The original poster wanted 12V peak to peak, not 24V, but that's an easy mistake to make, since it wasn't clear and it's trivial to reduce the supply voltage to +/-6V.
No mistake. The output impedance is 50R forward terminated and the output voltage is +-6V8, as the OP informed me that he wants a little over 6V. The output voltage can be adjusted to any voltage from 2V to 12V by changing the two zener diodes at the output.
The original poster didn't actually say 12V peak to peak into a 50 Ohm load. They said 12V peak to peak with an output impedance of 50 Ohm. It's understandable you interpreted it as 12Vpp into a 50Ohm load, with an output impedance of 50Ohm. Indeed you could be right, as the original poster wasn't very clear.
What on earth is all this mark to space ratio stuff all about? The circuit as presented will meet the OPs requirement and that is it.
There is no more to say. By the way the 555 is a CMOS type.
Except the mark space ratio will not be 50% at 1kHz, because the value of R1 is so low the on resistances of the 7555's internal MOSFETs will skew the duty cycle considerably.

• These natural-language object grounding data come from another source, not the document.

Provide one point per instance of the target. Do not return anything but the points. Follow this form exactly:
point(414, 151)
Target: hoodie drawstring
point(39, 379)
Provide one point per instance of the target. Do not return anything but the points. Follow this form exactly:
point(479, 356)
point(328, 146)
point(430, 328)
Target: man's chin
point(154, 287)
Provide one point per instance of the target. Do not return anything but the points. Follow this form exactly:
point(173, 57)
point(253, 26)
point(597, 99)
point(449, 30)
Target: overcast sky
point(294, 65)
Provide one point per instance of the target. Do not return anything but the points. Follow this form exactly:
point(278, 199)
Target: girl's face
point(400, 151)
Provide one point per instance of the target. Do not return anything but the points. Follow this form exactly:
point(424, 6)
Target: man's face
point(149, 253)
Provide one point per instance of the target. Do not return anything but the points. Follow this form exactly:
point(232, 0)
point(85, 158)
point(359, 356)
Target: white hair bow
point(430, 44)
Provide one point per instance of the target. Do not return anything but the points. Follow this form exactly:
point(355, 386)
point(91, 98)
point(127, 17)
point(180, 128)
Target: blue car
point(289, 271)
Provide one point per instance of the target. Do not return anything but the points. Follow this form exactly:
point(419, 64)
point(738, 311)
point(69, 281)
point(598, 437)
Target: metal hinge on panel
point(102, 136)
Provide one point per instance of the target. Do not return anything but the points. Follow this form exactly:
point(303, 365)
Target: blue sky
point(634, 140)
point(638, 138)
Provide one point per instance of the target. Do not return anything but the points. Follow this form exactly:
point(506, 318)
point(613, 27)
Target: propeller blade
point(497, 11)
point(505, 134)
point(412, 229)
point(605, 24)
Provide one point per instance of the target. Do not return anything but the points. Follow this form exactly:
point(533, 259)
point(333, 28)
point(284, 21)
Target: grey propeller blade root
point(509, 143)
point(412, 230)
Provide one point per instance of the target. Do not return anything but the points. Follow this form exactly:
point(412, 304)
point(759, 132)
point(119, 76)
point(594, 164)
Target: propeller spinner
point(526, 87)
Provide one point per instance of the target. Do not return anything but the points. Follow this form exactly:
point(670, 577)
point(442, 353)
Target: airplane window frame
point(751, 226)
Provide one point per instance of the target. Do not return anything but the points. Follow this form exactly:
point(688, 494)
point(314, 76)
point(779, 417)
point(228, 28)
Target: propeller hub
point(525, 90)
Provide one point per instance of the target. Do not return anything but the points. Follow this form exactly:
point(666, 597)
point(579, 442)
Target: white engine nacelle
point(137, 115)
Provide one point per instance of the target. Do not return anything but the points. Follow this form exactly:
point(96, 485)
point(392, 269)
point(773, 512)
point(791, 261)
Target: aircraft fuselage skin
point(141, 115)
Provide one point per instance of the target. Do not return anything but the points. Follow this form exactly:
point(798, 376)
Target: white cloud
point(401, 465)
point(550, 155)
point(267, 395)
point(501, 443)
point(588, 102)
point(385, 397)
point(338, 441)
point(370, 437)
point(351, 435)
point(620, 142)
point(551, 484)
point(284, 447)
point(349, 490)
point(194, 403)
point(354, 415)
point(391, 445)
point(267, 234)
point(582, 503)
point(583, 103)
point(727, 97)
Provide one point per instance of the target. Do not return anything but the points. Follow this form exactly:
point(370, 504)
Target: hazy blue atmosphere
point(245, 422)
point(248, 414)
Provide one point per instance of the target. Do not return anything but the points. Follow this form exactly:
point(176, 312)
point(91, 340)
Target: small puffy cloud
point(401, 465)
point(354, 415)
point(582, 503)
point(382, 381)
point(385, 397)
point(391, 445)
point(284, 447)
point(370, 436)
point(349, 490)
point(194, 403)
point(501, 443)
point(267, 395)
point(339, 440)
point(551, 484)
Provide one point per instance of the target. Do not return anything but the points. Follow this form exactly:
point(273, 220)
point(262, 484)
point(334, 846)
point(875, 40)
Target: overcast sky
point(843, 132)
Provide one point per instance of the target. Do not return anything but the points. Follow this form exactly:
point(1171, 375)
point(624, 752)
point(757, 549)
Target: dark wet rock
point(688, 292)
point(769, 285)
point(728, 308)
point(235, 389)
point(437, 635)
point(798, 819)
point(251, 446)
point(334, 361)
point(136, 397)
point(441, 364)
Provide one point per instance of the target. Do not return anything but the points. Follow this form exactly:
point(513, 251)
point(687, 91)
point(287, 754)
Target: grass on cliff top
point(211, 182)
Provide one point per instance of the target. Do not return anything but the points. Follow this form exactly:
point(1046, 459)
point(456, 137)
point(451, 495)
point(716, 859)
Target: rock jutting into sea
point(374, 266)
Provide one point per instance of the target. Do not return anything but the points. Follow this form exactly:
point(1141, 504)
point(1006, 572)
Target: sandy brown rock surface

The output stage inside the 7555 is not perfect. The output transistors have asymmetrical on resistances. The high side transistor's resistance is between 1k and 150R and low side transistor's resistance between 143Ohm and 16Ohm, depending on the supply voltage to the 7555. The higher the supply voltage, the lower the on resistances.
I worked out the resistances, using the figures given on the graphs on pages 6 and 7 of the datasheet.
https://www.nxp.com/docs/en/data-sheet/ICM7555.pdfThe on resistances with a supply voltage of 12V are not specified. Suppose high side is 200R and low side 30R. The capacitor will be changing via R1+200R = 1k2, which will take longer than discharging via 30R+R1 = 1k03, so the duty cycle won't be 50%.
I understand you felt personally attacked when I made this assertion but it was not my intention. It is something which is easily overlooked. Please build a 7555 oscillator, with 50% duty cycle configuration and a 1k timing resistor and you'll see what I mean. Note how the duty cycle is nearer to 50%, when the power supply voltage is 18V, than it is at 2V, because the on resistances of the output transistors are lower and contribute less to the timing.
A much higher value for R1, say 10k, could be selected to make the duty cycle much nearer to 50% and use a much smaller capacitor, but then the potentiometer would need to be 20M, to get down to 1Hz and the current so low it would be prone to noise, hence why I suggested different ranges.